Of the 580 Moderna vaccine doses delivered to Bella Coola, 350 were administered, with the majority going to health care workers and long-term care residents off-reserve. The team returned to Metro Vancouver with the remaining 230 doses. Those doses were later administered at a hospital in Vancouver that was experiencing a COVID-19 outbreak.

Ms. Milton described the crushing disappointment when the Vancouver Coastal Health team departed with spare vaccines that the Nuxalk had wanted for front-line health workers and those who are immunocompromised on the reserve. “They failed us,” she said. “We were notified that these [vaccines] would be for reserved for our people, and people knew that the vaccine clinics were happening. So it was just really disappointing to have to let everybody know, we don’t have access to that anymore.”

B.C. has recognized that the pandemic presents higher risks in remote Indigenous communities, and committed to use its reserves of the Moderna vaccine to ensure those communities are protected. But since the vaccine plan was announced on Jan. 22, the province has had to scale back as Canada’s promised shipments of both the Pfizer and Moderna vaccines have stalled. Those supply shortages are undermining the province’s mass vaccination program.

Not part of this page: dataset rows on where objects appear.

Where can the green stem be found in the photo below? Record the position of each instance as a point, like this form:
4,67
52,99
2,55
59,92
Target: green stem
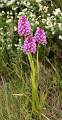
35,99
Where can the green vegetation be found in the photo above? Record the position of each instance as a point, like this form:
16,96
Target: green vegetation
15,82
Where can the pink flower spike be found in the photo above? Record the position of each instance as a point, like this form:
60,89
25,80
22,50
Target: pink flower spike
40,36
29,45
23,26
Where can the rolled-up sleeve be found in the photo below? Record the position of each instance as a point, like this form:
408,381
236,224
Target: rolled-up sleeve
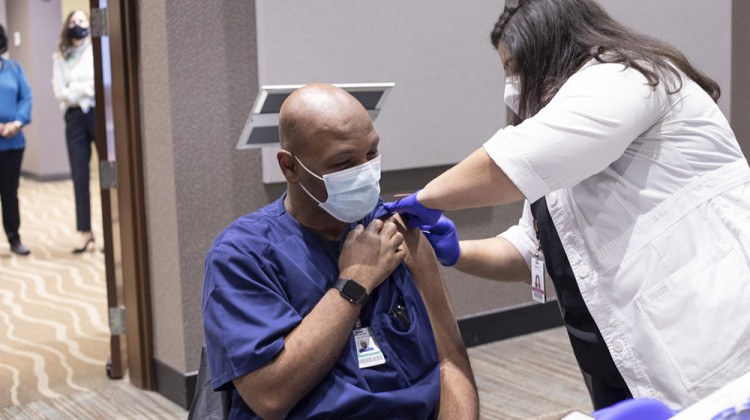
522,236
588,125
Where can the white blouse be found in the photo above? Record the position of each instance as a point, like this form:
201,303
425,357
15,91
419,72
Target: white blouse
73,78
650,195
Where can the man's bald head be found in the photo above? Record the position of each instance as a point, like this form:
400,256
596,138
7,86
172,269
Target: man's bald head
319,110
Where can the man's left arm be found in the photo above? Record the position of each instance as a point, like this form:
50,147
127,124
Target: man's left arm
458,392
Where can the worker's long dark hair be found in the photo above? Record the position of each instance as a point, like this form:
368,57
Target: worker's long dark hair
549,40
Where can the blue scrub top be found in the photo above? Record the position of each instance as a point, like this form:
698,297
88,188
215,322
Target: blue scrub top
264,273
15,102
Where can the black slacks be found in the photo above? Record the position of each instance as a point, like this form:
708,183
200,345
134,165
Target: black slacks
79,134
10,172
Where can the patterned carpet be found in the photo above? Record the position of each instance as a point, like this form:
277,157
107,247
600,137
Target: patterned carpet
54,331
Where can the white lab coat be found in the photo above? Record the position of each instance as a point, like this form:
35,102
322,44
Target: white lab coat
650,195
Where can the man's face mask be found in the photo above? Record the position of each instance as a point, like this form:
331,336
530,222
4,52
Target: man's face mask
352,193
512,96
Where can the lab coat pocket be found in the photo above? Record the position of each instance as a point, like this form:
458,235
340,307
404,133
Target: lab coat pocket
699,317
416,354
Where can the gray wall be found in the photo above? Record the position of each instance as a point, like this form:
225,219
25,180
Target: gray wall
701,29
39,23
199,79
439,55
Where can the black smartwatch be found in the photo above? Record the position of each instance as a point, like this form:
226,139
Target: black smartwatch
352,291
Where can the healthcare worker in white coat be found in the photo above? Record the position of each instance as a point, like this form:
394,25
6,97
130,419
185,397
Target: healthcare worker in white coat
639,193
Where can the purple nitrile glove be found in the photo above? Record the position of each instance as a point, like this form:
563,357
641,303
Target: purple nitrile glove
444,240
416,214
639,408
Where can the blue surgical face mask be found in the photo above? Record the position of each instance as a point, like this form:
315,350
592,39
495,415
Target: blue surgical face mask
352,193
512,95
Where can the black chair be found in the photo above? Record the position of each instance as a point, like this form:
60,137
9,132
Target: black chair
208,404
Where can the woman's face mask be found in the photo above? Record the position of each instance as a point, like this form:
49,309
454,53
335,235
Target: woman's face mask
78,32
512,95
352,193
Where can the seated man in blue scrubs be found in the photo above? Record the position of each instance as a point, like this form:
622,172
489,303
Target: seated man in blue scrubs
294,291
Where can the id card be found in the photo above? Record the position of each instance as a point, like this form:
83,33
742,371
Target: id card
537,279
368,351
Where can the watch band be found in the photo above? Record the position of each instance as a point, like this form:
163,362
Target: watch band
352,291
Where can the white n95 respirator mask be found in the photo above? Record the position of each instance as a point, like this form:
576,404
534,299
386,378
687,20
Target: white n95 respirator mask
352,193
512,95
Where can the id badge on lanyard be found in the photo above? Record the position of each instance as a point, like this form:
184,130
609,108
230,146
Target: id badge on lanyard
368,351
538,292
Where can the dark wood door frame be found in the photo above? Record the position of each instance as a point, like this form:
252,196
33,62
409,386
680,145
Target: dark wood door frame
123,43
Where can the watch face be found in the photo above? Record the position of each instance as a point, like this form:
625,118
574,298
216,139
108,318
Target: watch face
352,290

Dr. Ballem would not respond to interview requests. In a written statement, she acknowledged there is systemic racism in the province’s health care system and said she has apologized directly to the Nuxalk leadership. She also appointed a liaison “to support the collective efforts to rebuild trust and repair relationships with the Nation and ensure that a culturally safe, respectful and partnership-based vaccine distribution process is established with the Nation going forward.” B.C. Health Minister Adrian Dix and Provincial Health Officer Dr. Bonnie Henry also offered apologies.

Mary Ellen Turpel-Lafond, who delivered a report to the provincial government in November that found Indigenous-specific stereotyping, racism and discrimination in British Columbia’s health care system, said the way the vaccine distribution was handled with the Nuxalk has deepened the fault lines between the province and Indigenous peoples about health care services in the pandemic.

“This is a public-health measure, it’s not a gift,” she said. “We’ve had this profound history of systemic and individual racism, and it is an impediment to actually addressing the health care issues on the ground in an emergency. So we’ve got to tune up, we have to learn from this experience. And they have to do better.”